Wir wissen, dass Unterricht besser funktioniert, wenn in einer Klasse zwei Lehrkräfte sind und die Schüler so individuell gefördert werden können. Wir wissen, dass unsere Klassenlehrer eine Extrastunde brauchen, um all die organisatorischen Aufgaben zu bewältigen. Wir wissen, dass es mit einem Pflichtstundenmaß von 26 Wochenstunden eben nicht gelingen kann, jede Unterrichtsstunde so vor- und nachzubereiten, dass sie allen Schülern Spaß macht und die Lernfreude anregt. Wir wissen außerdem, dass die Ausdünnung des Schulnetzes im ländlichen Raum vor zehn Jahren ein großer Fehler war, nicht nur mit Blick auf die Schülerinnen und Schüler, sondern auch auf die Entwicklung unserer Dörfer und Landkreise, und dass wir deshalb künftig mehr Lehrkräfte brauchen, um wieder neue Schulen auf dem Land eröffnen zu können.

Aus all diesen Gründen muss es uns in den kommenden Jahren gelingen, mehr und mehr Lehrkräfte einzustellen, nicht nur, um die Unterrichtsversorgung sicherzustellen, sondern auch, um all die anderen Punkte, von denen ich sprach, Wirklichkeit werden zu lassen. Dabei ist es natürlich viel vernünftiger, wenn ich von dem gleichen Geld sechs statt fünf Lehrkräfte einstellen kann, und für die Lehrkräfte selbst ist es sogar noch besser, weil sich mit einer Klassenleiterstunde, mit einer zweiten Kraft im Unterricht, mit weniger Pflichtstunden und kurzen Wegen zur Schule die Arbeitsbedingungen in einer Weise verbessern, die mit Geld überhaupt nicht aufzuwiegen ist.

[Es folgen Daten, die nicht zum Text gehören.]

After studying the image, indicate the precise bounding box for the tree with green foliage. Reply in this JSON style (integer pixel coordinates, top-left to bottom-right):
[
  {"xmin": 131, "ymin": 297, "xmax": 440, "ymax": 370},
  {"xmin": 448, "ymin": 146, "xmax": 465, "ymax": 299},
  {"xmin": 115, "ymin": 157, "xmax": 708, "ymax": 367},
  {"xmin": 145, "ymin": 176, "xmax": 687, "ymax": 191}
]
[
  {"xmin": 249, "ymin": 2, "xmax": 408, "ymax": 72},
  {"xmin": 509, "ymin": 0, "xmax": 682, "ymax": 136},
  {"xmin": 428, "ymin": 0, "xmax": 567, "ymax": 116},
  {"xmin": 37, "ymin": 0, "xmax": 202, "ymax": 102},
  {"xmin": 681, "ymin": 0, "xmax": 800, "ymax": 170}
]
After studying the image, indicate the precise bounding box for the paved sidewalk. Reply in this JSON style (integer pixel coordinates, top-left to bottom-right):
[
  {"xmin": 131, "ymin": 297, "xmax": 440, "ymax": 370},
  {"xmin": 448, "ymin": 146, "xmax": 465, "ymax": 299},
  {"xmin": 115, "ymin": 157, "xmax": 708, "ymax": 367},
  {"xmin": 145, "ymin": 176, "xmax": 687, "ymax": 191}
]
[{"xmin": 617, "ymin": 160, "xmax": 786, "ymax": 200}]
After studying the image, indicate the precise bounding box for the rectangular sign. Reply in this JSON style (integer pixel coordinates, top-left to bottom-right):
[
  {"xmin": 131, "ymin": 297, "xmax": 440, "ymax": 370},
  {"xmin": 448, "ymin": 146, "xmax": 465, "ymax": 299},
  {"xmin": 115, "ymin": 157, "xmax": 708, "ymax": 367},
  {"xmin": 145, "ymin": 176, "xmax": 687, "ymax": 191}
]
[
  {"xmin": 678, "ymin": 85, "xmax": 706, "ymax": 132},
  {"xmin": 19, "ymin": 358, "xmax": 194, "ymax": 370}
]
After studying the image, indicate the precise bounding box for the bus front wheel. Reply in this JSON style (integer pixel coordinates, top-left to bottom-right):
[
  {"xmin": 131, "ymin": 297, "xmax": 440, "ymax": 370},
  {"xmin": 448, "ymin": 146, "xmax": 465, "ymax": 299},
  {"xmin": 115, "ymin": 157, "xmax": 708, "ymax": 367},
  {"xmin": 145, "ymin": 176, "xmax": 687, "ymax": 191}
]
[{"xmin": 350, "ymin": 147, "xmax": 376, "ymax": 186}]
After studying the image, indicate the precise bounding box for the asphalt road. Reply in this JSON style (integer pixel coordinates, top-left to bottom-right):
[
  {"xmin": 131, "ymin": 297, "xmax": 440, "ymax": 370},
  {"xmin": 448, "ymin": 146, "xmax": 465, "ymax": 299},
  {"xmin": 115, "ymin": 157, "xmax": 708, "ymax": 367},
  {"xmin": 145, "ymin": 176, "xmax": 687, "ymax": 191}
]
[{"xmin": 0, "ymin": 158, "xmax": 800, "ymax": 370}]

Aus diesem Grund muss es uns in den nächsten Jahren gelingen, eine bundesweit neue Antwort auf den bundesweit herrschenden Lehrermangel zu finden. Die Kultusminister der Länder diskutieren gerade über einen Bildungsstaatsvertrag, und ich sage: Eine der wichtigsten Vereinbarungen, die wir dort bundesweit zu treffen haben, ist, den Verbeamtungswettbewerb der Länder zu stoppen und stattdessen die inhaltliche Qualität von Schule weiterzuentwickeln. Nur so werden wir es schaffen, dass die Arbeitsbedingungen der Lehrkräfte und die Unterrichtsbedingungen für die Schülerinnen und Schüler dauerhaft verbessert werden können. Mit der Befristung der Verbeamtung, wie wir sie vornehmen, hat unser Kultusminister fünf Jahre Zeit für dieses Projekt und all unsere Unterstützung.

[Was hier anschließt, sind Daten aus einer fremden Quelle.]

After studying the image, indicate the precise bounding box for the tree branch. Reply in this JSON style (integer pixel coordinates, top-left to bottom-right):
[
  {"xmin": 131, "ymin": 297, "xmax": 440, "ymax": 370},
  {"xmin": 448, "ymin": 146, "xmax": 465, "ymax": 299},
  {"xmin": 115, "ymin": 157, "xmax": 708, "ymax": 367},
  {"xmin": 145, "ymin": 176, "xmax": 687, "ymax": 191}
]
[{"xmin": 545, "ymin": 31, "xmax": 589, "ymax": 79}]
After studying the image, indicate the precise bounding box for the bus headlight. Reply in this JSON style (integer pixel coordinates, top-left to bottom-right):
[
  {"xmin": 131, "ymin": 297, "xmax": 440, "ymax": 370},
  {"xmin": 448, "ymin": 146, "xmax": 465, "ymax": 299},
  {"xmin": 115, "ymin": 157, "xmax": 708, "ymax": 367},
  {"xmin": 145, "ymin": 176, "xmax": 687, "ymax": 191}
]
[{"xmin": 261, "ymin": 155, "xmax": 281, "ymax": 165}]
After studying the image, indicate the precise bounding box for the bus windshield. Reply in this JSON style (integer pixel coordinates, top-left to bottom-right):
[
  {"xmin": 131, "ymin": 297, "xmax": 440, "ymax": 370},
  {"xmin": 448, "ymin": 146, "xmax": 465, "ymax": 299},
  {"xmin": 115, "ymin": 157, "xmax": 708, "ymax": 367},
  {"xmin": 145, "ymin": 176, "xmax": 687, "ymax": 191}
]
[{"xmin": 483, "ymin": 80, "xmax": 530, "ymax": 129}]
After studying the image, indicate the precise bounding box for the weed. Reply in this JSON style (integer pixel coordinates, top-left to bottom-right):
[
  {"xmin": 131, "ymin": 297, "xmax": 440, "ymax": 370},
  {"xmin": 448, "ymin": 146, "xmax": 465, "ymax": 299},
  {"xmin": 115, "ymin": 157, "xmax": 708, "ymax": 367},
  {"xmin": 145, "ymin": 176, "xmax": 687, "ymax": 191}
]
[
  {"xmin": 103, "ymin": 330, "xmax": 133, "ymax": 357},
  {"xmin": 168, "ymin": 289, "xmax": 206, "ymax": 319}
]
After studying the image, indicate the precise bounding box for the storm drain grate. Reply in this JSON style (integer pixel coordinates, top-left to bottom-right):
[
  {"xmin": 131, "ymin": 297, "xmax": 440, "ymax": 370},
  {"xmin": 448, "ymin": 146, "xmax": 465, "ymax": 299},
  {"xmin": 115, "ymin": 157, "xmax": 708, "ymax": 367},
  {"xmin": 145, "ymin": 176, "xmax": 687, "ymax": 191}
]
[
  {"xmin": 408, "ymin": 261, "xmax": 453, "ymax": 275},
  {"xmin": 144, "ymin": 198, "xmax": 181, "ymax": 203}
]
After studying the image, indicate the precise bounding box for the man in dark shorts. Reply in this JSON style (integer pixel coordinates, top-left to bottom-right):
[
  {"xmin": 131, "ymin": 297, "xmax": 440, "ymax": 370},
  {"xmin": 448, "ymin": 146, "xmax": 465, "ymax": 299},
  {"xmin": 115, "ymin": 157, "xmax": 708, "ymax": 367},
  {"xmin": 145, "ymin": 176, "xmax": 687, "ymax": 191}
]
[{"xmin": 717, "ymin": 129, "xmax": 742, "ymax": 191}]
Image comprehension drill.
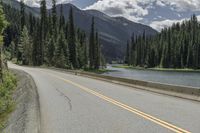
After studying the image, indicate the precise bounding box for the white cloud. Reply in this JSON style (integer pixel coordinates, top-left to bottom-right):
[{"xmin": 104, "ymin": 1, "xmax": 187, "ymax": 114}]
[
  {"xmin": 85, "ymin": 0, "xmax": 148, "ymax": 21},
  {"xmin": 17, "ymin": 0, "xmax": 72, "ymax": 8},
  {"xmin": 150, "ymin": 15, "xmax": 200, "ymax": 31}
]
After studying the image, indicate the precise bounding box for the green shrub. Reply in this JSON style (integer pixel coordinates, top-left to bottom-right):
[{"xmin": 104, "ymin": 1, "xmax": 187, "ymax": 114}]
[{"xmin": 0, "ymin": 71, "xmax": 17, "ymax": 129}]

Ich möchte auf einen letzten Punkt eingehen, liebe Kolleginnen und Kollegen: das Programm Schulassistenz. Wir haben gesagt, wir brauchen Soforthilfen an den Schulen. Wenn nicht ausreichend Lehrkräfte zu haben sind, sollen zumindest jene, die an den Schulen sind, von Assistenzkräften unterstützt werden, die als zweite Kraft im Unterricht dabei sind und organisatorische Aufgaben übernehmen. 160 dieser Stellen werden wir im nächsten Jahr besetzen, insgesamt weit über 400 in den nächsten fünf Jahren. Für die ersten 20 – das sind die Sprach- und Integrationsmittler – läuft das Besetzungsverfahren bereits.

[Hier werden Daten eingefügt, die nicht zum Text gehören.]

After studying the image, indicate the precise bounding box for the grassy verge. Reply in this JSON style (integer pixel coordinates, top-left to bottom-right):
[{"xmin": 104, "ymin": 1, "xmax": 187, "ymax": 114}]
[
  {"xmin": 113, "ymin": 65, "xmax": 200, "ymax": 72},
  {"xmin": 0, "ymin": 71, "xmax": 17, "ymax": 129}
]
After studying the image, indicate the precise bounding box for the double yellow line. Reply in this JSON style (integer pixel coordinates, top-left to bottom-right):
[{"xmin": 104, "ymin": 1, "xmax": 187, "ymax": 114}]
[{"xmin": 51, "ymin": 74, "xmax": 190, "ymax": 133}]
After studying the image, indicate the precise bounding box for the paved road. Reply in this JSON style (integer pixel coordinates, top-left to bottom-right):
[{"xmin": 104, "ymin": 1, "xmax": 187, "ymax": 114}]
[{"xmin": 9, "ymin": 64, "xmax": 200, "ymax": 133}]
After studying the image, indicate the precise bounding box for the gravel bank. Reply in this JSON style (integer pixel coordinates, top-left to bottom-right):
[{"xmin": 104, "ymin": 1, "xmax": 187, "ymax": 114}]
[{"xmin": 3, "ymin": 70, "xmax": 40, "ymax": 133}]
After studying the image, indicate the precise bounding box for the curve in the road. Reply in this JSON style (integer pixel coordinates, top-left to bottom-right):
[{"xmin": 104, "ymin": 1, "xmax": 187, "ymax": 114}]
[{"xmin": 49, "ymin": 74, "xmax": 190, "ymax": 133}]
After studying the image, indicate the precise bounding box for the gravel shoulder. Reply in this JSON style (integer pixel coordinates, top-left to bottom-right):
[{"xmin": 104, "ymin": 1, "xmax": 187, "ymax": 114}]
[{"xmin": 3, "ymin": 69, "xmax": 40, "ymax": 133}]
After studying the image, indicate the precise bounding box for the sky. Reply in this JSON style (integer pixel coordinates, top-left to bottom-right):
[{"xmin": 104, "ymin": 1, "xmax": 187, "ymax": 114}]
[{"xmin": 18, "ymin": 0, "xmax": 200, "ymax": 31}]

Fast jede Schulleiterin und jeder Schulleiter kennt in ihrem Umfeld eine Person, die für solche Aufgaben geeignet ist, weil sie Kinder liebt, ihnen etwas beibringen kann und sie in ihrer Entwicklung begleiten will. Ich wünsche mir, dass wir das Programm zu einem Erfolg machen. Dies kann uns nur gelingen, wenn wir den Blick auf die Menschen richten, die sich für eine solche Aufgabe interessieren, und nicht auf ihre Qualifikationsanforderungen.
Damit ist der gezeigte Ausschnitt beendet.